Ho fatto rassodare l’uovo per 9 minuti dalla bollitura e poi l’ho colorato con colorante alimentare rosso. Io avevo dei coloranti in gel che sulla superficie liscia dell’uovo non hanno fatto presa perfettamente, ma ci sono anche coloranti alimentari che si mettono direttamente nell’acqua di bollitura dell’uovo.
Ho sciolto il lievito nell’acqua aggiungendo un cucchiaino di zucchero e 50 g della farina. Ho formato una pastella abbastanza liquida che poi ho coperto con un panno umido, e ho lasciato lievitare circa due ore, lontano da correnti d’aria.

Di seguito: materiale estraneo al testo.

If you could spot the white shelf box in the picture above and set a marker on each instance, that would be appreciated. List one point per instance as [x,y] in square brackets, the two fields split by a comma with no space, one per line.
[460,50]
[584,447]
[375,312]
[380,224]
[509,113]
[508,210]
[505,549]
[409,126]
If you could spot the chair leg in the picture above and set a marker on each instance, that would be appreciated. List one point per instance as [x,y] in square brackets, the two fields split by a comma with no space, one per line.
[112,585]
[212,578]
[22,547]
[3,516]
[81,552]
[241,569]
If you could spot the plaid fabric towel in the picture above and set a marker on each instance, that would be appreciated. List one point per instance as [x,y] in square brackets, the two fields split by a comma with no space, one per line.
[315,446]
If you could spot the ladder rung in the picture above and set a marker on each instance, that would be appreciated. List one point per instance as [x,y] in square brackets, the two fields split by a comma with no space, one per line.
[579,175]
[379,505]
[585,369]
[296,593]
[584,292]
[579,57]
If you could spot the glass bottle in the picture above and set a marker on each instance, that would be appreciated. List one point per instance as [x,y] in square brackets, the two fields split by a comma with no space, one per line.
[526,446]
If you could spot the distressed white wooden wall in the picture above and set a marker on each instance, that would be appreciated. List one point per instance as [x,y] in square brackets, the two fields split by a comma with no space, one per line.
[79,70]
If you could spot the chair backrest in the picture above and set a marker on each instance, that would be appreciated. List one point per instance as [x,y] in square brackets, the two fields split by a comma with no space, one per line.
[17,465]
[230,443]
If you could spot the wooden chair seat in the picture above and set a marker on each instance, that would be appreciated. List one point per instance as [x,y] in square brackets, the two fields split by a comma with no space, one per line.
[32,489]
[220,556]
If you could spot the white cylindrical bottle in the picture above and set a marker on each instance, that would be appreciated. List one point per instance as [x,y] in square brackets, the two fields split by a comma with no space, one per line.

Passate le due ore, in un’altra ciotola, ho sbattuto le uova con la buccia di limone e lo zucchero e ho aggiunto poi all’impasto lievitato. Ho aggiunto man mano la farina senza smettere di impastare e poi ho aggiunto il burro fuso e raffreddato, impastando, in 4-5 tempi.
Ho lavorato per qualche minuto l’impasto, poi l’ho rimesso nella ciotola, lasciando lievitare per due ore.
Passate le due ore l’ho diviso in tre rotoli e li ho intrecciati, andando a collocare a quel punto l’uovo sodo dipinto. Ho deposto il treccione sulla teglia con cui sarebbe andato in forno, l’ho coperto e l’ho fatto lievitare fino a raddoppio (circa mezz’ora).
Ho sbattuto un uovo con un paio di cucchiai di latte e ho spennellato il treccione, cospargendolo di semini di sesamo, prima di infornare a 170° per circa mezz’ora, finché era ben dorato.